The market signal of a gold sale would be apocalyptic, experts agree.

Rizzi envisions a “devastating message”, comparable to “a family selling the house jewels to pay monthly bills or restaurant dinners”.

It would also shatter Meloni's hard-won image of fiscal conservatism, creating “doubts about the country's commitment to the common European currency”. 

No euro member can unilaterally monetise its gold without ECB nod, Rizzi adds.

“Such a move would be a direct violation of the treaties establishing the European Union itself, which enjoys primacy over conflicting national laws, like Italy’s proposed law,” he says.

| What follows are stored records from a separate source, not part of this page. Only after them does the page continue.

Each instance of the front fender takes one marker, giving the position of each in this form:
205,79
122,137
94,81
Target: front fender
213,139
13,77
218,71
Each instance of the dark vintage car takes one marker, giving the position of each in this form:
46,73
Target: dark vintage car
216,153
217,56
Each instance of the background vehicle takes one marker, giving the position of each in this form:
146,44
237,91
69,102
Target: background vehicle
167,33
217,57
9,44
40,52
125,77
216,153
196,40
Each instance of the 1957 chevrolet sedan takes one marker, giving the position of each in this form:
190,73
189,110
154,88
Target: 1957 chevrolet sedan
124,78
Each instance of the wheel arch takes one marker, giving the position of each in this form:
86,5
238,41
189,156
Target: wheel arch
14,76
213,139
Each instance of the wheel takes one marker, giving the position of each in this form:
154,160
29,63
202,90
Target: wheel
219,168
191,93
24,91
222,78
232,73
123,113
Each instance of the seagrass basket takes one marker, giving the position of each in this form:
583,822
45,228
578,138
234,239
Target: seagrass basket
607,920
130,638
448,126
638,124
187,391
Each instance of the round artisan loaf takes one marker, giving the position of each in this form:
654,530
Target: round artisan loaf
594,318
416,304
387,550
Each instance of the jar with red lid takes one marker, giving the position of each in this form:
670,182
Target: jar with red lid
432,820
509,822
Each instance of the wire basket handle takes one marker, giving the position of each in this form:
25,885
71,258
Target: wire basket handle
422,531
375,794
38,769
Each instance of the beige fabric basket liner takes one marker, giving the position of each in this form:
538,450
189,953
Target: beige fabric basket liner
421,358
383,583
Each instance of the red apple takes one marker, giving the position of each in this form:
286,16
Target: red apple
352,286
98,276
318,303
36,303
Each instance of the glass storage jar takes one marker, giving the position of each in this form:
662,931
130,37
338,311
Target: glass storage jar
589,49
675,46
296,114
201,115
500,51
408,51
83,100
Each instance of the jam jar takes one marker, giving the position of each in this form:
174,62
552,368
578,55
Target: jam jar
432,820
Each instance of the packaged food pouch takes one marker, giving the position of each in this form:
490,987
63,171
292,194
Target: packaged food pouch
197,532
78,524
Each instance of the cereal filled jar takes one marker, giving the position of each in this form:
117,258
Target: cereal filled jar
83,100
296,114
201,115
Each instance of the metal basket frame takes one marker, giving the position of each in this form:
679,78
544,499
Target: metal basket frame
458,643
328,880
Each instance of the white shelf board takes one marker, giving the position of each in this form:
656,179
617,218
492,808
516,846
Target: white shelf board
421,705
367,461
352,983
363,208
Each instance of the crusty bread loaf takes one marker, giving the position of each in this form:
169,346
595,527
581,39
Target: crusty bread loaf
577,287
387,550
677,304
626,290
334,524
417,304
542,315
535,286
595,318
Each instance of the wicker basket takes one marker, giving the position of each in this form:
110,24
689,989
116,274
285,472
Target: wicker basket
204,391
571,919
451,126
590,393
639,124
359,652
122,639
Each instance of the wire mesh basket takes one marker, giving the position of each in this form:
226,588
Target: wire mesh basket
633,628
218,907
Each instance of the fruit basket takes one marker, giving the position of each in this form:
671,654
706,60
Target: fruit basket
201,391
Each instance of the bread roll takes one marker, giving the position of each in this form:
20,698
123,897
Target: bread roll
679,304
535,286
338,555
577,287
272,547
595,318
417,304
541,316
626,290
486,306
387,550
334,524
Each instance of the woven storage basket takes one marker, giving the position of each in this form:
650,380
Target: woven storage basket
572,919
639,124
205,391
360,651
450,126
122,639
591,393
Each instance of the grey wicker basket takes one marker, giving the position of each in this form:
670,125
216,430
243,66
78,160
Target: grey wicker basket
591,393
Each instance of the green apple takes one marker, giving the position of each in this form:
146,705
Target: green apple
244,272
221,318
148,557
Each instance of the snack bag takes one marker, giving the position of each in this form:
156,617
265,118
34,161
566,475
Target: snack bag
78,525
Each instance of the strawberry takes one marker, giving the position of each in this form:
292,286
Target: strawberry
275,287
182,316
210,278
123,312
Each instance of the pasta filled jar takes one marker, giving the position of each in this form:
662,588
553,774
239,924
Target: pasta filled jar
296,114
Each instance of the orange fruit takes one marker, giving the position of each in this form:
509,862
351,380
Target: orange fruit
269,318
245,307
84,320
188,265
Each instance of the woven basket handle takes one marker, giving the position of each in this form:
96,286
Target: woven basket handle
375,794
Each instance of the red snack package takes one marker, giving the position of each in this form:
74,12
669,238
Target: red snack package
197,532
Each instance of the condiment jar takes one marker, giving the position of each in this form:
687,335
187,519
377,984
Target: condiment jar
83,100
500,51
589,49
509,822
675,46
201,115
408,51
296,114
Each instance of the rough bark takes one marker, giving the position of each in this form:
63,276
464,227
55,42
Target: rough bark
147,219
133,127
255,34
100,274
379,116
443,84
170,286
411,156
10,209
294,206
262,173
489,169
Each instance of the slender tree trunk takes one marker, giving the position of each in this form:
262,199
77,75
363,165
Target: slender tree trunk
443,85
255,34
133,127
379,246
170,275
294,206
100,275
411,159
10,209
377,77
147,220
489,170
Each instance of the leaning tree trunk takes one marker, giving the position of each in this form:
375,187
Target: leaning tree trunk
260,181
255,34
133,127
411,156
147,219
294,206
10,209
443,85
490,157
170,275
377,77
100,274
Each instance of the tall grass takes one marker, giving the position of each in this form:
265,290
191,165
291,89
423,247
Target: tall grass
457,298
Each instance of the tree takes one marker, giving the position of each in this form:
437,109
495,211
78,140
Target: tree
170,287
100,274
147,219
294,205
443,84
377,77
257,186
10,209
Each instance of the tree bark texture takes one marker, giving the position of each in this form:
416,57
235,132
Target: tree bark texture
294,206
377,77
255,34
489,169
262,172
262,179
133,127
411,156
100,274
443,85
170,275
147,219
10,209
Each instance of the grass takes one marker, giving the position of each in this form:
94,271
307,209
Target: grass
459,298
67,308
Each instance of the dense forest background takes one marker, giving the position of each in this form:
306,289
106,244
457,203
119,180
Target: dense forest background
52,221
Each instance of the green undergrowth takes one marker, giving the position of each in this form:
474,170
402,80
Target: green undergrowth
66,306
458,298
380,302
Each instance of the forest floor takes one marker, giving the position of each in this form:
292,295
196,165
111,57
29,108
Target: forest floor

Before entering the monetary union, Italy had relied on its central bank to finance fiscal expenditure. In those days, the country would often print excess money that devalued its currency – a policy that “massively increased inflation and public debt”, he adds.

The saga appears to be defusing now. 

Citing unnamed sources, the Reuters news agency said on December 11 that Rome had “resolved differences” with the ECB on the sidelines of a meeting of eurozone finance ministers in Brussels.

Quashing monetisation fears, the news report said Rome was not planning to transfer the gold off the Bank of Italy's balance sheet.

Nikos Kavalis, founding partner of Metals Focus consultancy, tells TRT World that a true control shift of gold reserves is “extremely unlikely”.

Such a move would have “profoundly adverse implications on the country’s perception among investors”, he says. Besides, it would clash with eurozone mandates for central bank independence.

“⁠I don’t expect any sales from Italian gold reserves,” he says.